I wish I had some advice for you. It's been so long since I've had kitties of my own. Isn't it odd though how cats, being obligate carnivores, are the hardest to transition to a species appropriate diet? 

Try not to worry too much yet. We're thinking about you


----------



## brandypup (Jan 23, 2012)

What kind of canned have you tried? 
I never had a cat switch over to a good canned food from a kibble. I have always used firskies and the lesser quality food. (fancy feast ect) I alsways use pate varieites. iif she likes fish juice you can try that as well. 

My cats seemed to have situations like this when eating orijen. Even though it's a good food it's still a kibble. My vet had me switchoff orijen to friskies canned and the differance was amazing. I then went to raw again with out issues. 

Good luck. Maybe youcan send that lab rresult to the Lisa DVM on the cat site. She did answer me once when Bones had crystals. thankfully my vets were not concerned about it since she was going through vas.


----------



## MollyWoppy (Mar 19, 2010)

I must confess that things seem to be at their worst late at night, sucks a big one, hate it when you can't sleep.
And yeah, I've tried the canned Friskies, all types of it. She's a kibble warrior.
That website, catinfo.org is great, its very informative about all sorts of things cat related. One thing it says is to not get too hard on sick cats, trying to (slightly) tough-love them onto canned or raw, so I'll save that till Windy's perkier.
And, you know, I only got her urinalysis results on Friday afternoon, never got to speak to the vet as he was in surgery, so I'm running on ignorance at the moment. I'll call him tomorrow - if nothing else I've got my questions nutted out.


----------



## magicre (Apr 7, 2010)

the blood in her urine is most probably from the testing equipment. both of my dogs get blood in their urine from the testing equipment and they have no other issues.
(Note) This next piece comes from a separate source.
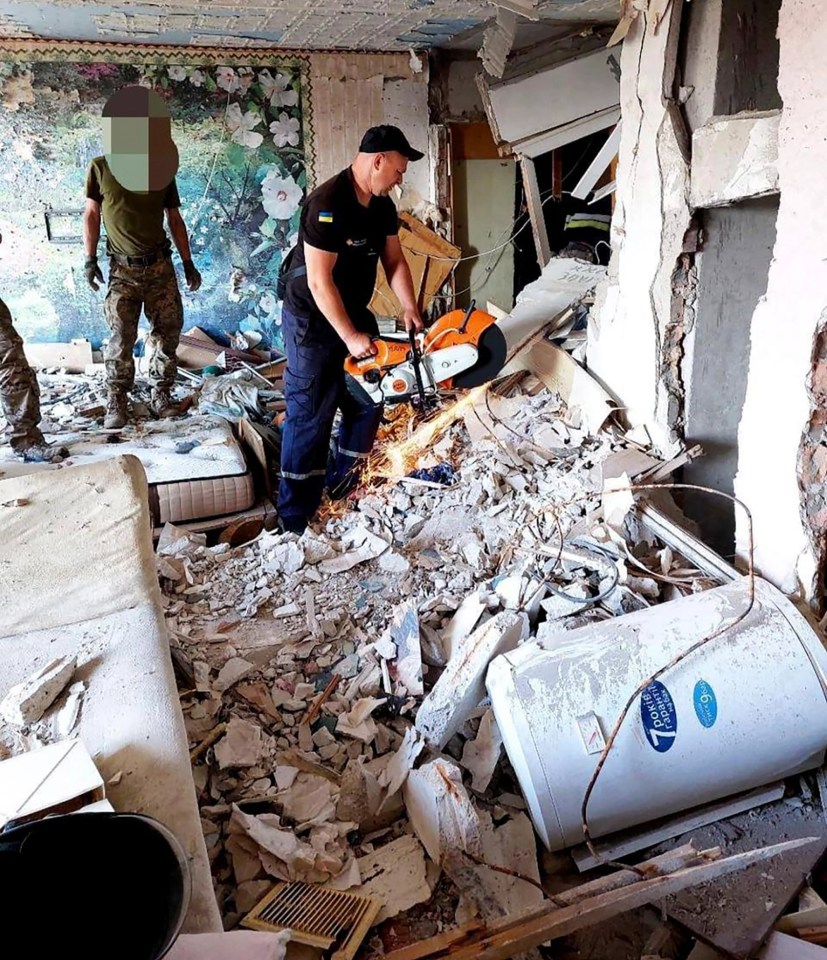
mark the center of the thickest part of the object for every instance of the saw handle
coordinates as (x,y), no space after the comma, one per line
(468,313)
(415,360)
if you have to get more water in her, can you use a dropper and get some water in her that way, since she's being a cat. ?

i am looking at her blood work and i see a little infection going on.....the neutrophils and the lymphocytes, whilst not out of this world, are high enough to indicate that she might have a little, note the word little inflammatory or infectious process...




> Struvite
> Struvite crystals (magnesium ammonium phosphate, triple phosphate) usually appear as colorless, 3-dimensional, prism-like crystals ("coffin lids"). Occasionally, they instead resemble (vaguely) an old-fashioned double-edged razor blade (lower frame).
> 
> Struvite crystals are the most common type in urine from dogs and cats. They are often seen in urine from clinically normal individuals. Though they can be found in urine of any pH, their formation is favored in neutral to alkaline urine.
> ...


i think she needs water. and maybe a different cat food.

i think you can come off the ledge. but natalie would probably know better...or liz.


----------



## Celt (Dec 27, 2010)

I haven't had a cat in years, and at the time thought that Friskies and Fancy Feast were great foods, but have you tried blending the canned food with the chicken blood? Maybe a 3 parts chicken blood to 1 part canned? Then slowly decreasing the blood?


----------



## werecatrising (Oct 15, 2010)

I don't see anything in the blood or urine that would cause me to panic. it looks like she could possibly have a bit of a urinary tract infection.
Have you tried any of the cat fountains? I know my cats started drinking way more when I got those.
eta: just looked again and saw that they did not see any bacteria in the urine. Does she every show any signs of urinary problems? Maybe she just has a cystitis/inflammation.


----------



## Savage Destiny (Mar 16, 2011)

I'm not sure about Fromm, but I know that Orijen has a pretty much perfect calciumhosphorus ratio. Struvite crystals mean that the pH is high though.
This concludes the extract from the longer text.